内田康夫夫人であり、作家・エッセイストでもある早坂真紀の随想を不定期でお届け致します。
表参道の変貌
2017.2.16 Thu
先日、野暮用で青山に出かけた。青山と言えば、50年近くになるけど、夫と出会ったころに私が住んでいたところだ。
そのころ勤めていた会社の最寄り駅は『三越前』で、私のアパートは『外苑前』と『神宮前』の中間あたりにあった。だから本来なら、会社には『三越前』寄りの『外苑前』の定期券を申請するべきなのだが、私は違反ではないけど少しズルをして、一駅渋谷寄りの『神宮前』を申請していた。
何故って、渋谷に出かけた帰り、一駅分の電車賃の節約になるから……。
若い時っていろいろ考えるのだなァと、笑ってしまう。
その『神宮前』がいつのまにか『表参道』に変わっていた。
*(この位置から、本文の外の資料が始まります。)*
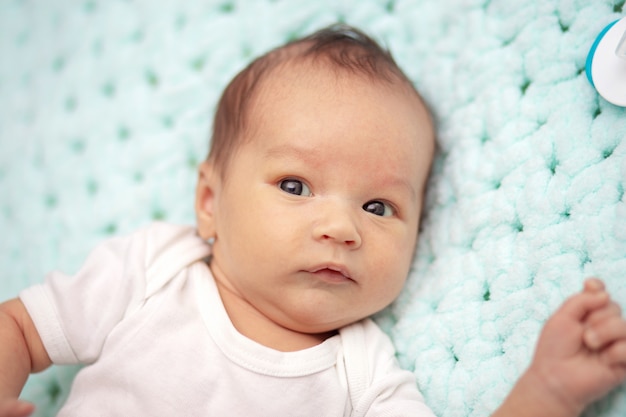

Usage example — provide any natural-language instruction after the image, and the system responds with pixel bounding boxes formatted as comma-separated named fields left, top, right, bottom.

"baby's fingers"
left=583, top=314, right=626, bottom=350
left=585, top=301, right=622, bottom=327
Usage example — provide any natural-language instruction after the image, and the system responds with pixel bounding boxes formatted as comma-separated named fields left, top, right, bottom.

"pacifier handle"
left=585, top=17, right=626, bottom=107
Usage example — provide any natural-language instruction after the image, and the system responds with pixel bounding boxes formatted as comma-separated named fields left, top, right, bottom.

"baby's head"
left=196, top=26, right=434, bottom=342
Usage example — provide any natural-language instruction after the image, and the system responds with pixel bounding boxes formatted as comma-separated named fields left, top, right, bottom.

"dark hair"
left=208, top=24, right=421, bottom=176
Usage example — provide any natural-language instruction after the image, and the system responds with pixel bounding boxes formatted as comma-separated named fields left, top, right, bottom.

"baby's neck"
left=216, top=280, right=337, bottom=352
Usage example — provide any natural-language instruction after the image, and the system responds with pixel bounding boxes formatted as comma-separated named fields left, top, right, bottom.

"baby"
left=0, top=25, right=626, bottom=417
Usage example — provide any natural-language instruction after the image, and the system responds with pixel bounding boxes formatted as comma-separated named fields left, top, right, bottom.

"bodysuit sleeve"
left=341, top=319, right=435, bottom=417
left=20, top=223, right=207, bottom=364
left=20, top=231, right=151, bottom=364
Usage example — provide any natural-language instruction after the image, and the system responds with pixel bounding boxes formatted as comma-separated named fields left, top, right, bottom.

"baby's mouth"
left=309, top=265, right=354, bottom=283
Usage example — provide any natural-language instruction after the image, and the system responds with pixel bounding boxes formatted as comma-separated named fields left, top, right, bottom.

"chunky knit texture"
left=0, top=0, right=626, bottom=417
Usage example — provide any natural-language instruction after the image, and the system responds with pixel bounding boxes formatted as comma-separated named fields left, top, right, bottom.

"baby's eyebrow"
left=265, top=145, right=315, bottom=160
left=265, top=144, right=419, bottom=201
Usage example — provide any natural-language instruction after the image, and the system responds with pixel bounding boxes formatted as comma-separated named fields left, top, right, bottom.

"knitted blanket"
left=0, top=0, right=626, bottom=417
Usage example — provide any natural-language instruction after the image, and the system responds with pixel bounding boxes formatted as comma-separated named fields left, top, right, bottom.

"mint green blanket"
left=0, top=0, right=626, bottom=417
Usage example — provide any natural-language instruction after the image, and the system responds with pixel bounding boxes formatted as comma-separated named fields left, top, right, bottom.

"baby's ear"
left=196, top=161, right=220, bottom=240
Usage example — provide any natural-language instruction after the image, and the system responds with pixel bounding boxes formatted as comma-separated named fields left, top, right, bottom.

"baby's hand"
left=528, top=279, right=626, bottom=415
left=0, top=400, right=35, bottom=417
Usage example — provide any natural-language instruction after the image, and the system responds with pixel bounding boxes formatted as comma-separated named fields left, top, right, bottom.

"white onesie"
left=20, top=223, right=434, bottom=417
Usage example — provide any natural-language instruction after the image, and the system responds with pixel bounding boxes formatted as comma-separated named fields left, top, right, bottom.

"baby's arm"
left=0, top=299, right=51, bottom=417
left=492, top=279, right=626, bottom=417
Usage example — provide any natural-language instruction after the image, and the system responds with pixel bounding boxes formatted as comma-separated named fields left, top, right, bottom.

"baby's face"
left=200, top=68, right=434, bottom=333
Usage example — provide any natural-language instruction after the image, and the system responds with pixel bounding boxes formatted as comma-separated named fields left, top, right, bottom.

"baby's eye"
left=278, top=178, right=311, bottom=196
left=363, top=200, right=394, bottom=217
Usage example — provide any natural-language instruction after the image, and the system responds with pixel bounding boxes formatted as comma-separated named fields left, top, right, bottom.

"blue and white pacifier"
left=585, top=17, right=626, bottom=107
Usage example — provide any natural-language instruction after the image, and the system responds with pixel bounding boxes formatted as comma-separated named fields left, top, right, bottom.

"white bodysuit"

駅名に惹かれて、私は少し『現実逃避』をしたくなった。
あのころの表参道は大人の街だった……と思うのは、私の錯覚なのだろうか。あの頃の私は貧しかった。それでも表参道を歩くときは少し居ずまいを正して、少し背伸びをしてきどってウインドウショッピングをしたものだ。
20代半ばは立派な大人だけど、私は『大人』になったつもりだった。
時々車で通り抜けることはあったけど、表参道の変わりようにはびっくりしていた。どう見ても東京人ではないなと思わせる若者やオバサンたちの、自由で華やかなファッションに溢れていた。私は軽井沢に引っ込んでいるうちに、すっかり浦島太郎美になっていた。
同潤会アパートはなくなり(ニュースでは知っていたし、代官山の同潤会アパートのことは夫の作品で触れている)すっかり欧米化して(欧米化……と言っても、タカ&トシじゃない!)、旧市街という趣きはなくなっていた。
老兵は消えゆくのみ……をしみじみと噛みしめていた。